Esta noite, Amanda Soares vestiu-se de forma discreta, com um longo vestido de seda preto.
Combinava com o modelo mais recente de brincos de franja da Chanel.
Seu pescoço de cisne, branco como a neve, parecia ainda mais longo realçado pelos pingentes cor de champanhe.
Ela segurava uma taça de vinho enquanto socializava.
Cerca de meia hora depois, as pessoas que conversavam com ela começaram a se dispersar gradualmente.
Agora que não havia ninguém por perto, Sr. Damasceno perguntou:
— Amanda, sobre aquele assunto que te falei, já pensou a respeito?
Amanda Soares esteve considerando o assunto durante esse tempo.
Parecia um negócio de lucro garantido, sem riscos.
Mas, quanto mais parecia assim, mais Amanda Soares ficava desconfiada.
Amanda Soares comunicou sua decisão ao Sr.

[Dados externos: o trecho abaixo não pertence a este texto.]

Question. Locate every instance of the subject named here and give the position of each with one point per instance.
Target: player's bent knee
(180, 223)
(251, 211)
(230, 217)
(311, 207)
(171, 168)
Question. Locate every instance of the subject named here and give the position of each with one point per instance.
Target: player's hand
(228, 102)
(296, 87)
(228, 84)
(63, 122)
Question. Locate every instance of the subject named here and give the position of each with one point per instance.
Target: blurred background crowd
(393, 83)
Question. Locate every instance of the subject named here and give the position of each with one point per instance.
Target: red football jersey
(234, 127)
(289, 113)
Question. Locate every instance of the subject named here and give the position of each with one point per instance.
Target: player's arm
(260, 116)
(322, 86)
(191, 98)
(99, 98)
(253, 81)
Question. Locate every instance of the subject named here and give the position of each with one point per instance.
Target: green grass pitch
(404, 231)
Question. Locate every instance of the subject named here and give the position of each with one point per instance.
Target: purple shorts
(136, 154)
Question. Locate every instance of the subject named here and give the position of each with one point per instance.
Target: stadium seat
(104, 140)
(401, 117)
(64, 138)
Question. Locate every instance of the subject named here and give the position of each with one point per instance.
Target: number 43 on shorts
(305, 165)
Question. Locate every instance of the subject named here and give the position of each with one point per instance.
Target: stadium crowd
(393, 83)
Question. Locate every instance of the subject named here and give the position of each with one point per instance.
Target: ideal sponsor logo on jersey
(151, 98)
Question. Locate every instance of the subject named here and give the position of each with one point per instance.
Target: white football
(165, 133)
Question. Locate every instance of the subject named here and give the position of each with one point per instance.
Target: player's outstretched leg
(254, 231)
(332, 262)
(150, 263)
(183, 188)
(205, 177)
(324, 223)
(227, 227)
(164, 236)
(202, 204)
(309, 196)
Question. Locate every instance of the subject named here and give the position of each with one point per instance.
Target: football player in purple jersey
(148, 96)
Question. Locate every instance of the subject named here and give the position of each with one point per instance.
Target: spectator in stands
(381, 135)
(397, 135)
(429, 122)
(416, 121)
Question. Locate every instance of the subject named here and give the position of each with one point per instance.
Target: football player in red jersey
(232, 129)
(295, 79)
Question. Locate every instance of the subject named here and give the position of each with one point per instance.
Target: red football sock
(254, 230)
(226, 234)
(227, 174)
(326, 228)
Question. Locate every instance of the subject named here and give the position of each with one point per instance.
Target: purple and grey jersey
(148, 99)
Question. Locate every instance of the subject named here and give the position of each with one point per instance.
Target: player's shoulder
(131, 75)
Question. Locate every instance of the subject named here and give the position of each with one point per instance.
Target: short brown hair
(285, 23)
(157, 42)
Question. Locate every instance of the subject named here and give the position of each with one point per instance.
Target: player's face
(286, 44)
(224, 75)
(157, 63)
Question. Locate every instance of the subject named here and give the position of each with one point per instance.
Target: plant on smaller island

Damasceno.
— Sr. Damasceno, ainda acho que não existe almoço grátis. Então, sinto muito.
Sr. Damasceno lamentou e quis continuar tentando persuadir Amanda Soares.
Nesse momento, o homem que estava a alguns metros de distância caminhou elegantemente até eles.
Ele segurava champanhe e seu terno branco contrastava, em harmonia, com o vestido preto puro de Amanda Soares.
Vendo isso, Sr. Damasceno disse apressadamente:
— Amanda, este é o dono dos cargueiros de quem te falei. Vou apresentá-los.
Dono dos cargueiros?
Kauan Santos?
A surpresa no rosto de Amanda Soares era visível.
Ela interrompeu Sr. Damasceno diretamente.
— Sr. Damasceno, não precisa apresentar. Eu conheço o Sr. Santos.
Sr. Damasceno arregalou os olhos.
— Vocês se conhecem?
Kauan Santos disse educadamente:
— Srta. Amanda, não esperava que nos encontrássemos novamente.
Se uma vez fosse coincidência, duas ou três vezes realmente não teriam explicação.
Amanda Soares lembrou-se do que José Vieira lhe dissera antes: não se sabia nada sobre o passado de Kauan Santos.
Desta vez, diante de Kauan Santos, Amanda Soares demonstrou claramente um estado de alerta.
— Sr. Santos, esqueça a cooperação. Não tenho interesse em investir em navios de carga.
Sr. Damasceno ficou confuso.
Se os dois se conheciam, teoricamente deveria ser mais fácil negociar a cooperação.